Ainda de acordo com Farias, a medida tomada pelas colegas de plenário partiu do grupo, que a contatou e decidiu pela manifestação do voto de repúdio.
Posição do PT Ceará
A conduta do ex-ministro foi condenada pelo Diretório do Partido dos Trabalhadores no Ceará, em nota assinada pelo presidente estadual Antônio Filho, o Conin, e divulgada na sexta-feira.
“Isso demonstra claramente a dificuldade do Sr. Ciro em aceitar mulheres no poder e a sua falta de compromisso com uma sociedade que demanda cada vez mais representação, voz e vez para as mulheres. Isso têm se tornado marca do Sr. Ciro e uma das causas da sua crescente rejeição no eleitorado”, frisou o órgão partidário.
Que continuou: “O ex-candidato à Presidência, que ficou em quarto lugar, atrás inclusive de uma mulher, Simone Tebet, não aceita a igualdade na política. E muito menos, a igualdade entre os gêneros”.
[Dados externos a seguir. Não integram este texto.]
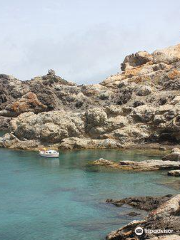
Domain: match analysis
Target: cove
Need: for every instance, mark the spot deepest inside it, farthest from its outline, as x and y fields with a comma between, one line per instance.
x=62, y=199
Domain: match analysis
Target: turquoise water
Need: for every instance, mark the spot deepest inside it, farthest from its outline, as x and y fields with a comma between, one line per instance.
x=62, y=199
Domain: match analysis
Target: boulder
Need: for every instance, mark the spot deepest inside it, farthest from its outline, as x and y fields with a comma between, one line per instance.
x=174, y=173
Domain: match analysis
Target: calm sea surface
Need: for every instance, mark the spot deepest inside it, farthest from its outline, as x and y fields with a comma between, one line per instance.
x=64, y=199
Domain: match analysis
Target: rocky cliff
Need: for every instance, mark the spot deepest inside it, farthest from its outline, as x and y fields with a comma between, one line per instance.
x=139, y=105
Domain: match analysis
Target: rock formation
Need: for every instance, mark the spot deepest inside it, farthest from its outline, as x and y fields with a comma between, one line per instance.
x=163, y=222
x=137, y=106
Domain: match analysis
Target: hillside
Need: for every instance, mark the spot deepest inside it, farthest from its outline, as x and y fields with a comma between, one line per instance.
x=141, y=104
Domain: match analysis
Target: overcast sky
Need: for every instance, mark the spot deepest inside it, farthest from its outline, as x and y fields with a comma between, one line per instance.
x=83, y=41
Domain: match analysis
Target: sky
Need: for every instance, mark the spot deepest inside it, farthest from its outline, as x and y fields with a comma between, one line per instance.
x=83, y=41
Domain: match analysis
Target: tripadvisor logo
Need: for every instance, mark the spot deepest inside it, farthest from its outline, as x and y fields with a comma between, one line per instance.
x=139, y=231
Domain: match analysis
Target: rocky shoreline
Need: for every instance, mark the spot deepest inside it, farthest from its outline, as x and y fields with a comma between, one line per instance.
x=168, y=162
x=163, y=214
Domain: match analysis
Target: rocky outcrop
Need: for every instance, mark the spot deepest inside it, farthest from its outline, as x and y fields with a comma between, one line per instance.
x=173, y=156
x=137, y=106
x=147, y=203
x=146, y=165
x=174, y=173
x=161, y=223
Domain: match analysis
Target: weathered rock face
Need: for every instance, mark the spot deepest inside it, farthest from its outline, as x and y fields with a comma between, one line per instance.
x=165, y=217
x=146, y=165
x=139, y=105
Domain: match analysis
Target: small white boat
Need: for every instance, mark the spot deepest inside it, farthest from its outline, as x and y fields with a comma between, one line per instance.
x=49, y=153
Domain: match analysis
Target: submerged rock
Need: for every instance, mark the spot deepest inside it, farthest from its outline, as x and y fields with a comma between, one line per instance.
x=165, y=218
x=147, y=203
x=174, y=173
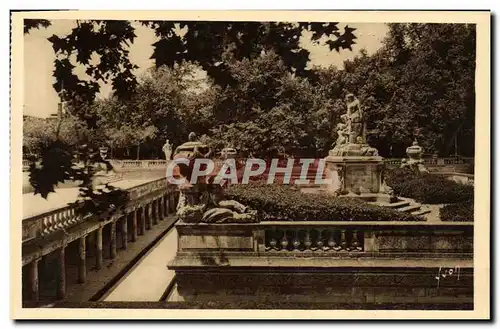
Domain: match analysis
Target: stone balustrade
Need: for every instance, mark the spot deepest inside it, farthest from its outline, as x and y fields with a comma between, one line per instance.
x=50, y=234
x=325, y=262
x=63, y=218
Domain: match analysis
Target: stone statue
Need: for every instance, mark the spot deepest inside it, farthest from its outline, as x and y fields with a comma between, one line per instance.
x=351, y=132
x=355, y=119
x=167, y=149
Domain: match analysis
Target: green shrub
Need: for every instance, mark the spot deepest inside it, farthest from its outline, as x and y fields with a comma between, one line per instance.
x=428, y=188
x=286, y=203
x=458, y=212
O comunicado ressaltou ainda as qualidades da senadora. “É uma nova voz das mulheres, do Ceará e do sertão nordestino. Merece respeito e aplauso. Já o Sr. Ciro, enterra cada vez mais a sua história na política”, completou o partido.
Posição do PDT
No sábado (6), foi a vez do Partido Democrático Trabalhista (PDT) do Ceará se posicionar sobre o tema. Através das redes sociais, a sigla optou por prestar solidariedade a Ciro Gomes, pois, segundo a postagem, ele estaria sendo “vítima de acusações levianas e infundadas patrocinadas pelo PT do Ceará”.
“Um dos quadros mais honestos da vida pública e política do País, Ciro Gomes tornou-se alvo preferencial dos ataques petistas por adotar a postura de quem não tolera a mentira e a hipocrisia como elementos da ação política”, argumentou o conteúdo da manifestação.
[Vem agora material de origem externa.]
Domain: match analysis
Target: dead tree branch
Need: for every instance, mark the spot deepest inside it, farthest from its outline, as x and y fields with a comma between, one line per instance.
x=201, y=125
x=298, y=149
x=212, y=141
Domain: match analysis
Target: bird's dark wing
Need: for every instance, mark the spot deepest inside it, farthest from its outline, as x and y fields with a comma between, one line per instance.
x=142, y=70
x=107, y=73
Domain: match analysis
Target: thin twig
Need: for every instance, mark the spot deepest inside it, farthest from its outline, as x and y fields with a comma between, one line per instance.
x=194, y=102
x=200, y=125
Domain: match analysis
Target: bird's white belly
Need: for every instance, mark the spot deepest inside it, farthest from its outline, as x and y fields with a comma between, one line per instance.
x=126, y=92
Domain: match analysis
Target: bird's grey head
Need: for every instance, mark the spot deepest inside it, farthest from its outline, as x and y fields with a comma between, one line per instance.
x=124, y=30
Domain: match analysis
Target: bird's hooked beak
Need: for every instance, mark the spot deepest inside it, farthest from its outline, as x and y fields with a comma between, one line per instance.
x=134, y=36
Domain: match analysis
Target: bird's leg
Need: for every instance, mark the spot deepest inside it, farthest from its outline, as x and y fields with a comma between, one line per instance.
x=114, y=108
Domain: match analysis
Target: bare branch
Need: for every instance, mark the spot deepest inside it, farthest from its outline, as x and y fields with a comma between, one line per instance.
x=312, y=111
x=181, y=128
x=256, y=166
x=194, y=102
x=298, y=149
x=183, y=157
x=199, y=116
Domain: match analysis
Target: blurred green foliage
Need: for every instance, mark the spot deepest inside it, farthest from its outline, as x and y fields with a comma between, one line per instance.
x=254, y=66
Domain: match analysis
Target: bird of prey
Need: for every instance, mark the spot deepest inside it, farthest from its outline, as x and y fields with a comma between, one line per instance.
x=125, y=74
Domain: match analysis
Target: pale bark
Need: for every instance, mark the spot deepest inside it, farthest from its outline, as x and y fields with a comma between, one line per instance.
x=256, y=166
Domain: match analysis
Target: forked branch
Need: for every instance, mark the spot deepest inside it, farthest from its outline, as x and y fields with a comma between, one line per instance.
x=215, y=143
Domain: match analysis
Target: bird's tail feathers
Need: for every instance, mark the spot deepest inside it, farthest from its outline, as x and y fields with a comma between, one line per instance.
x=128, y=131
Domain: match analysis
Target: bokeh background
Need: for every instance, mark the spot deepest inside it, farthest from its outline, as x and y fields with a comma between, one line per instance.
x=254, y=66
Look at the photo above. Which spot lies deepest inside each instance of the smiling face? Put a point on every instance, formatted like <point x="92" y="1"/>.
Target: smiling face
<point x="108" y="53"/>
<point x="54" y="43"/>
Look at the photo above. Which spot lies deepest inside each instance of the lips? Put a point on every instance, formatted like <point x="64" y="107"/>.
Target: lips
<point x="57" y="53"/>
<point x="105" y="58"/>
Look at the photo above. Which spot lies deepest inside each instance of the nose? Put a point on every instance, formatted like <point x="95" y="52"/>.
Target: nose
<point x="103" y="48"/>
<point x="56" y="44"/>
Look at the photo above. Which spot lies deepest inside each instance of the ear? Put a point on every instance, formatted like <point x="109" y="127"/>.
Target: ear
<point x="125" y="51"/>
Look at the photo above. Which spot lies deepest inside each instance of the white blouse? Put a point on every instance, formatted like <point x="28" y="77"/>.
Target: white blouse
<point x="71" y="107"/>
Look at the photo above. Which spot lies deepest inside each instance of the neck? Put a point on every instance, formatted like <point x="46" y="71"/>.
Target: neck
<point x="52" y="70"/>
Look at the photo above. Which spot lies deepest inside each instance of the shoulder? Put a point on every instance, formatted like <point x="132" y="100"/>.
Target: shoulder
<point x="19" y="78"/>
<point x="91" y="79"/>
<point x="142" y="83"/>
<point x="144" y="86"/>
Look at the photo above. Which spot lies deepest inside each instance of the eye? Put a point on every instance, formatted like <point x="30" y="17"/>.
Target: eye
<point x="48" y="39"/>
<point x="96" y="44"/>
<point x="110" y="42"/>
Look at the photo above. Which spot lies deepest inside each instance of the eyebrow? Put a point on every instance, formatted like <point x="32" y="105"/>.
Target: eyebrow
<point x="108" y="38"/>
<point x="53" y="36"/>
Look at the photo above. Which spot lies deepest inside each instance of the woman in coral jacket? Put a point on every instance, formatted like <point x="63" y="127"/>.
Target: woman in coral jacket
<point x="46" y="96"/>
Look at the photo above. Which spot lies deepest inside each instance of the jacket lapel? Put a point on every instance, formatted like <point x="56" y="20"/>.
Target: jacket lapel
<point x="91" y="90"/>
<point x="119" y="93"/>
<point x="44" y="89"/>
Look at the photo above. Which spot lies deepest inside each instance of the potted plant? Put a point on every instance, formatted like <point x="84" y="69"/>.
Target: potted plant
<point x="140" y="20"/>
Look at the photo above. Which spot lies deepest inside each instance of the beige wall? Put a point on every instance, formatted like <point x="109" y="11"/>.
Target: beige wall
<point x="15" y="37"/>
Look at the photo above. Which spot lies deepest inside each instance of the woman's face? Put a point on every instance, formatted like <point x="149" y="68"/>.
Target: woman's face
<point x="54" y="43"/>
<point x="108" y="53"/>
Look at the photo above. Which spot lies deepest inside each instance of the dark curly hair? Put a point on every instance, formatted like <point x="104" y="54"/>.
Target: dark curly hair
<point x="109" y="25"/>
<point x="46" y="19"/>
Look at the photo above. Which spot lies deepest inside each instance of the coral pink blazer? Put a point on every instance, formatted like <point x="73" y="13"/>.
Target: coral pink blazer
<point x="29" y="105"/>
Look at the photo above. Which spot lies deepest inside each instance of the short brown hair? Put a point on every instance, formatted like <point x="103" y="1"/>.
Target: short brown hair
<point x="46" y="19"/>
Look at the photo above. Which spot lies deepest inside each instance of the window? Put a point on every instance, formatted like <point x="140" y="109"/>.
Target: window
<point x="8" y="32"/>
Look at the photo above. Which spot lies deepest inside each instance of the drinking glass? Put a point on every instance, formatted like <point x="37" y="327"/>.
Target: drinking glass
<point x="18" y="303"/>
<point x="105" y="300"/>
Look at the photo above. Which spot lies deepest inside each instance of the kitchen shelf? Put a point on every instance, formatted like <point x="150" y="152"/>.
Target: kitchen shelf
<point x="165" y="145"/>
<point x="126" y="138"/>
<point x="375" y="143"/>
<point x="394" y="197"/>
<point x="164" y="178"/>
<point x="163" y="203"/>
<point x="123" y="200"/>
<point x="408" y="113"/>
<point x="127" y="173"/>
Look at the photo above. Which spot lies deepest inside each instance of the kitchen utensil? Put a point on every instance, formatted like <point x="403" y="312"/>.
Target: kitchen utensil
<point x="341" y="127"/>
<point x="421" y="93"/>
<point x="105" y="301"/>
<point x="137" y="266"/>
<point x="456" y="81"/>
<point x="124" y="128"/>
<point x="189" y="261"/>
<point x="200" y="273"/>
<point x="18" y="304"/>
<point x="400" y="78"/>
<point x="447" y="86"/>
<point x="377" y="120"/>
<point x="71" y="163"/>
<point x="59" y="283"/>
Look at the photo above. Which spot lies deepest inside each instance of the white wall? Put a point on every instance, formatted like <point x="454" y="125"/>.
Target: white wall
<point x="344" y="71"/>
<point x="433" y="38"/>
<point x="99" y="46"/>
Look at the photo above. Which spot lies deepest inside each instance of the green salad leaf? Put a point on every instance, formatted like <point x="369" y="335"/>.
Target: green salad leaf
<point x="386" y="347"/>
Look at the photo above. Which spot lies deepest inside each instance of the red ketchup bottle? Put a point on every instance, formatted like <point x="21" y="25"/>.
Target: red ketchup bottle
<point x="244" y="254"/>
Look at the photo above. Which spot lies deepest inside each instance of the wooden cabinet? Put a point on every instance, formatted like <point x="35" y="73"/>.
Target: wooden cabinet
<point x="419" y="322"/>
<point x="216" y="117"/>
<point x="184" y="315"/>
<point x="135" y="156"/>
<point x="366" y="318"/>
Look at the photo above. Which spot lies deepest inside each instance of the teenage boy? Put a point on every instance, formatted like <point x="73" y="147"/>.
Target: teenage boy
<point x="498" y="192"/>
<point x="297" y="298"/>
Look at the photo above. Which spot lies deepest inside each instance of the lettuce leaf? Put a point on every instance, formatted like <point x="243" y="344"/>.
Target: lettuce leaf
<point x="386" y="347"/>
O PDT Ceará mencionou também a presença de mulheres no primeiro escalão do seu governo como um atributo que refutaria as acusações de que o político havia cometido violência política de gênero.
“Ao tempo em que acusa Ciro Gomes de violência política de gênero, a direção petista do Ceará esquece de dizer que o ex-governador e ex-prefeito Ciro Gomes foi o pioneiro na composição de secretariado, com, no mínimo, metade da titularidade sendo ocupada por mulheres”, salientou.
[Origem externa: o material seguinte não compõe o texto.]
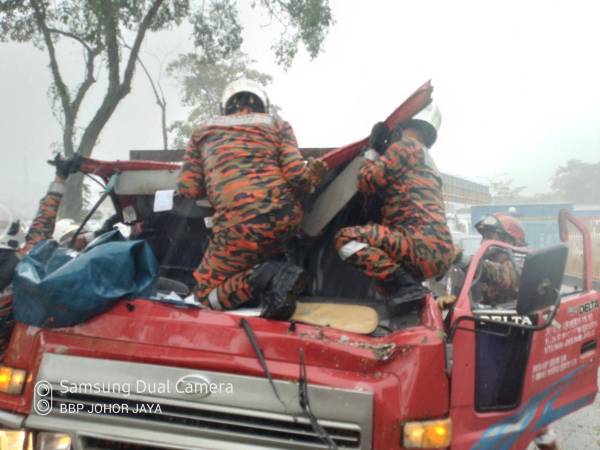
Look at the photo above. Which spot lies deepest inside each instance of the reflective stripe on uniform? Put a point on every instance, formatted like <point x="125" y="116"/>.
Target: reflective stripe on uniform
<point x="213" y="299"/>
<point x="241" y="119"/>
<point x="349" y="249"/>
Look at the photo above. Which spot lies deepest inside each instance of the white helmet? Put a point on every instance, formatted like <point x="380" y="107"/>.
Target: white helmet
<point x="428" y="120"/>
<point x="64" y="230"/>
<point x="239" y="86"/>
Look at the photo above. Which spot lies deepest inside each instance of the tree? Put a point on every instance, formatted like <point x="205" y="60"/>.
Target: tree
<point x="577" y="182"/>
<point x="504" y="192"/>
<point x="99" y="26"/>
<point x="202" y="81"/>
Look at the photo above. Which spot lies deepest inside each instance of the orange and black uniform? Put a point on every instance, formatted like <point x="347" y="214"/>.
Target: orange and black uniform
<point x="41" y="229"/>
<point x="413" y="234"/>
<point x="250" y="169"/>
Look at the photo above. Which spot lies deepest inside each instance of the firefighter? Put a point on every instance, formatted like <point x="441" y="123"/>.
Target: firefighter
<point x="247" y="163"/>
<point x="413" y="241"/>
<point x="41" y="228"/>
<point x="499" y="278"/>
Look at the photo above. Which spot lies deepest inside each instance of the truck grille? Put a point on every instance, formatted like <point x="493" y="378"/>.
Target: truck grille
<point x="299" y="430"/>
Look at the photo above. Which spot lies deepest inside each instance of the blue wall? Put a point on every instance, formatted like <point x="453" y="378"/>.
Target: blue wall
<point x="540" y="221"/>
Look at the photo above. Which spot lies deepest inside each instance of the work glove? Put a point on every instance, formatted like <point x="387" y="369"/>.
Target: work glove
<point x="318" y="169"/>
<point x="65" y="167"/>
<point x="379" y="138"/>
<point x="462" y="261"/>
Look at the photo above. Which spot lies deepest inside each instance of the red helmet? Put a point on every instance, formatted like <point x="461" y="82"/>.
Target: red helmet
<point x="509" y="228"/>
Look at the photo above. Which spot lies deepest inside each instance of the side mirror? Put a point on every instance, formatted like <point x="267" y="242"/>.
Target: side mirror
<point x="539" y="288"/>
<point x="541" y="279"/>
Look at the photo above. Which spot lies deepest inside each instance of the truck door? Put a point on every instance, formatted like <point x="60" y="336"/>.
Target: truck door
<point x="508" y="383"/>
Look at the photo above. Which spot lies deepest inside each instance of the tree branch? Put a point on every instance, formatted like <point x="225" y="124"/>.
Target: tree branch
<point x="160" y="99"/>
<point x="113" y="96"/>
<point x="112" y="46"/>
<point x="62" y="89"/>
<point x="72" y="36"/>
<point x="135" y="50"/>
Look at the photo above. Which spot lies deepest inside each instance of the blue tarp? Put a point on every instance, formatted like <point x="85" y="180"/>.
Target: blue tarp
<point x="57" y="287"/>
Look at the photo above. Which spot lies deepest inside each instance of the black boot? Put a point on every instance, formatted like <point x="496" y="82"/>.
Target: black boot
<point x="403" y="292"/>
<point x="277" y="285"/>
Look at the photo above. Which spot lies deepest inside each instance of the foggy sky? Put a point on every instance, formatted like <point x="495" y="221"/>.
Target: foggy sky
<point x="517" y="83"/>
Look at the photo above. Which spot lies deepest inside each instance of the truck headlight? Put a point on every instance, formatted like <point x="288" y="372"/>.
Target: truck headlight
<point x="14" y="440"/>
<point x="11" y="380"/>
<point x="53" y="441"/>
<point x="428" y="434"/>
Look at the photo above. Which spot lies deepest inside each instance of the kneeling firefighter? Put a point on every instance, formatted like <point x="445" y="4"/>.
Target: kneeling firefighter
<point x="413" y="242"/>
<point x="247" y="163"/>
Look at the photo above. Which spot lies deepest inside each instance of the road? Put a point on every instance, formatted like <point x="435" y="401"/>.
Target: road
<point x="581" y="431"/>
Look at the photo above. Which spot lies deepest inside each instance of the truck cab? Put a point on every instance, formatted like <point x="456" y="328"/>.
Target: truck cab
<point x="151" y="375"/>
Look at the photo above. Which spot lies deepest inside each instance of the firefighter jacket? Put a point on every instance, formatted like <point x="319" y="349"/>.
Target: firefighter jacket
<point x="246" y="165"/>
<point x="410" y="185"/>
<point x="42" y="226"/>
<point x="499" y="277"/>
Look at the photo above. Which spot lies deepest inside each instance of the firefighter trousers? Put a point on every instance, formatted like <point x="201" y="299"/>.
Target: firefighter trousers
<point x="379" y="251"/>
<point x="232" y="254"/>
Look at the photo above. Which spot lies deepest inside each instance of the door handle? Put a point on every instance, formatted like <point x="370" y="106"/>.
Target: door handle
<point x="588" y="346"/>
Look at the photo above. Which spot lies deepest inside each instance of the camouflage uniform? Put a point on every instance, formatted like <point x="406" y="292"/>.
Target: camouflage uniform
<point x="250" y="169"/>
<point x="499" y="277"/>
<point x="41" y="229"/>
<point x="413" y="234"/>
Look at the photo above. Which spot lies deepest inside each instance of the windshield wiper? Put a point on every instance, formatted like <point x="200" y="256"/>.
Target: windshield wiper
<point x="305" y="405"/>
<point x="261" y="358"/>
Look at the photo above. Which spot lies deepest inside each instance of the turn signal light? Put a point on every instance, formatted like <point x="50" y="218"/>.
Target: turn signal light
<point x="428" y="434"/>
<point x="54" y="441"/>
<point x="11" y="380"/>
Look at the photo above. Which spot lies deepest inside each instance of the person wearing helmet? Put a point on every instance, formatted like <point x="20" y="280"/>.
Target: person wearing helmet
<point x="41" y="229"/>
<point x="247" y="163"/>
<point x="499" y="274"/>
<point x="413" y="241"/>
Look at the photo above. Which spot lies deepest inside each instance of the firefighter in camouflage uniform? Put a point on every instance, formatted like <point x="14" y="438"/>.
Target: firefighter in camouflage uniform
<point x="499" y="274"/>
<point x="499" y="281"/>
<point x="41" y="228"/>
<point x="413" y="241"/>
<point x="247" y="163"/>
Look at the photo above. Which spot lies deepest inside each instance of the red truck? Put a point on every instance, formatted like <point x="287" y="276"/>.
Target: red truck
<point x="151" y="375"/>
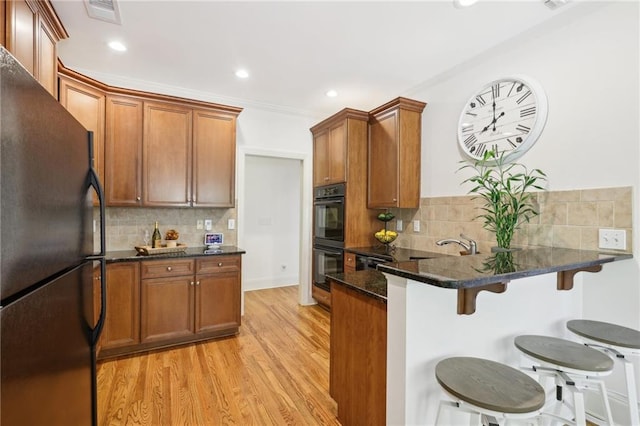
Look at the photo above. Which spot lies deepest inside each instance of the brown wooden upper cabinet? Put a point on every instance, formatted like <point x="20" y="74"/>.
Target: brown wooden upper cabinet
<point x="166" y="153"/>
<point x="31" y="32"/>
<point x="87" y="105"/>
<point x="330" y="154"/>
<point x="123" y="151"/>
<point x="156" y="150"/>
<point x="394" y="154"/>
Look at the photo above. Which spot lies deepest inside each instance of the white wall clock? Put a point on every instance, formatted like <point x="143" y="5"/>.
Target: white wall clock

A agremiação citou ainda o embate interno do PT na resolução do nome que irá representá-lo nas eleições de Fortaleza, afirmando que a legenda “silencia sobre a violência e o massacre que a sua direção e as principais lideranças do partido impõem à ex-prefeita e deputada federal Luizianne Lins no processo interno de escolha”.
A reportagem procurou a assessoria de Ciro Gomes e o presidente estadual do PDT Ceará, Flávio Torres, para que pudessem falar sobre o assunto. O ex-ministro não respondeu até a publicação desta matéria, o dirigente, por sua vez, disse que preferia não se pronunciar.